By Katelyn Polantz, CNN

(CNN) — The Justice Department is still struggling to process the massive trove of Epstein files and is prodding hundreds of lawyers reviewing pages to work faster, according to a recent email from DOJ leadership and court filings over the past few days.

“It is a grind,” the head of the Justice Department’s criminal division Tysen Duva wrote on Friday to the document review team who reports to him. “While we certainly encourage aggressive overachievers, we need reviewers to hit the 1,000-page mark each day.”

The email is the latest indication of how burdensome the task has become for the Justice Department to make the Epstein files public in compliance with a transparency law, with redactions. It was first reported by Bloomberg News.

“No one is suggesting this is how we wanted to start the year in terms of our focus,” Duva wrote. “But, this is the task at hand. We must complete it. The sooner that we do, the sooner this is over.”

The Justice Department has added lawyers in Washington, New York and Florida to the review effort.

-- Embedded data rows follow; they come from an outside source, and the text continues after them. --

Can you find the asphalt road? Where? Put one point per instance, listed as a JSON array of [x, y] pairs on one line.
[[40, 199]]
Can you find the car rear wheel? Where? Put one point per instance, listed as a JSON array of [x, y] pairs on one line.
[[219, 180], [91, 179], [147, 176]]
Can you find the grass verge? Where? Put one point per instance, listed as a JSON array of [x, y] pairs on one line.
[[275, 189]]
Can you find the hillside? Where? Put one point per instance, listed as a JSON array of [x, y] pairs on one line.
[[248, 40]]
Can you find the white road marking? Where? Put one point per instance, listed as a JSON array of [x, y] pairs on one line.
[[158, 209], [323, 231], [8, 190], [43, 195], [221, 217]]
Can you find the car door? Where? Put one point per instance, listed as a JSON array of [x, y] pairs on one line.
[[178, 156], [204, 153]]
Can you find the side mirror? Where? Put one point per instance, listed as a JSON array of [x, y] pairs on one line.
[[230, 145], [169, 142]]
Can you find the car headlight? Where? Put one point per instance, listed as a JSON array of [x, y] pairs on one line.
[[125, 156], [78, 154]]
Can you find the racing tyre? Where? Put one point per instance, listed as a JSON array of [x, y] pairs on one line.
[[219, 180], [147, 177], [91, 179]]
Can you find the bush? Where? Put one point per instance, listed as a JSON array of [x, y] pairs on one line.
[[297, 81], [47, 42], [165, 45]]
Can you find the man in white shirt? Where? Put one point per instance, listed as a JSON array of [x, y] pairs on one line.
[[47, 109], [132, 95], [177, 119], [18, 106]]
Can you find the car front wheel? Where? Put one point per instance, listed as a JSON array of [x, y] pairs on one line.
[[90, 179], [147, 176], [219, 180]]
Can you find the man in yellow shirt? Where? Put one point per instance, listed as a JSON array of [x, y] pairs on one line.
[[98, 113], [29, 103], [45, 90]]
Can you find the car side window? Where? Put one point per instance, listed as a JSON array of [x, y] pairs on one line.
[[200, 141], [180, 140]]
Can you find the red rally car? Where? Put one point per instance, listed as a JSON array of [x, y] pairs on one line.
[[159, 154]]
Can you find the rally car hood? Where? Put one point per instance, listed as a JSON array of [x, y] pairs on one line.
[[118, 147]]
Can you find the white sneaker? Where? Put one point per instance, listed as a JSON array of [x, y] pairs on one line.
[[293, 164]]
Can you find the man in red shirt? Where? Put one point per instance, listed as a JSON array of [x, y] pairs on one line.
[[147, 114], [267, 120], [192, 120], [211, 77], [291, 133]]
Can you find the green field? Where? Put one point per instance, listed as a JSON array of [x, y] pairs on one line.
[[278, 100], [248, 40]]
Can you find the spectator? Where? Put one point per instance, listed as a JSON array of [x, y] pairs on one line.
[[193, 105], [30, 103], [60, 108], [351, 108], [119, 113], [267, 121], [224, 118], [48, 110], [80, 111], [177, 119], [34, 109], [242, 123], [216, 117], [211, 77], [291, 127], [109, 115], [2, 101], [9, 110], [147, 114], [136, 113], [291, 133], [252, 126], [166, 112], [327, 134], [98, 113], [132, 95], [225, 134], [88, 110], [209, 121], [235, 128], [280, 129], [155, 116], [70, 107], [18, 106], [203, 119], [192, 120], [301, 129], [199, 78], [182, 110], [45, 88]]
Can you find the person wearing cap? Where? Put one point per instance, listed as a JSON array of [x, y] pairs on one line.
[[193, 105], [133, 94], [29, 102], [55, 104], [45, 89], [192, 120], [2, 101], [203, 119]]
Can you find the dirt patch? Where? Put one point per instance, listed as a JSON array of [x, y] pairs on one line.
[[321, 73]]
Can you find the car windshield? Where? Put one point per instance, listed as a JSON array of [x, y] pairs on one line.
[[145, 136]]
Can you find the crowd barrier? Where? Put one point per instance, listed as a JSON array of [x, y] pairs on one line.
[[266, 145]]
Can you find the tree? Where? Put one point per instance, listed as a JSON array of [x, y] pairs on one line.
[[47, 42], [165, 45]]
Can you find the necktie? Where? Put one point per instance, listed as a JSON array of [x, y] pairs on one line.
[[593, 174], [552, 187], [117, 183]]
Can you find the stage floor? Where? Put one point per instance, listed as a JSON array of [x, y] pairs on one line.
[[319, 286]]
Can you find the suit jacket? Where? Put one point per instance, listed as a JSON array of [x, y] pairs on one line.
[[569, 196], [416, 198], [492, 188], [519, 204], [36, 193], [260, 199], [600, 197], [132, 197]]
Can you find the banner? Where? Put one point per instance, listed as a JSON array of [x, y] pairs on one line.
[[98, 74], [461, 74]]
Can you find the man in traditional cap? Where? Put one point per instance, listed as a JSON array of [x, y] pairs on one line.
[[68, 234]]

As of last week, lawyers in Duva’s division had reviewed around 209,000 pages of the files, he said. Duva noted some of the criminal division’s lawyers had reviewed “close to none,” encouraging each lawyer to process at least 1,000 a day.

One person had reviewed more than 13,000 pages, Duva said.

Also on Tuesday, US House members Ro Khanna, a Democrat, and Thomas Massie, a Republican, complained to a federal judge about their “urgent and grave concerns about DOJ’s failure to comply with the act.”

The judge, Paul Engelmayer in New York, oversees the protection of victims of Epstein’s convicted co-conspirator, Ghislaine Maxwell, and hasn’t decided yet on a request from the congressmen to bring in an independent third-party to check the Justice Department’s compliance with the Epstein Files Transparency Act. DOJ is set to respond in court by Friday.

Khanna and Massie have raised additional concerns that the Trump administration may improperly redact many of the files, either by releasing information they shouldn’t have, or blacking out too much.

Because the department hasn’t completed processing the files or given specific descriptions to Congress about the redactions and withholdings it’s making, it’s not known ultimately what will be included in the final Epstein files cache the department is publishing online.

The Justice Department last week said in court it had reviewed about 12,000 documents out of more than 2 million.

DOJ did not respond to a request for comment.

CNN’s Aleena Fayaz contributed to this report.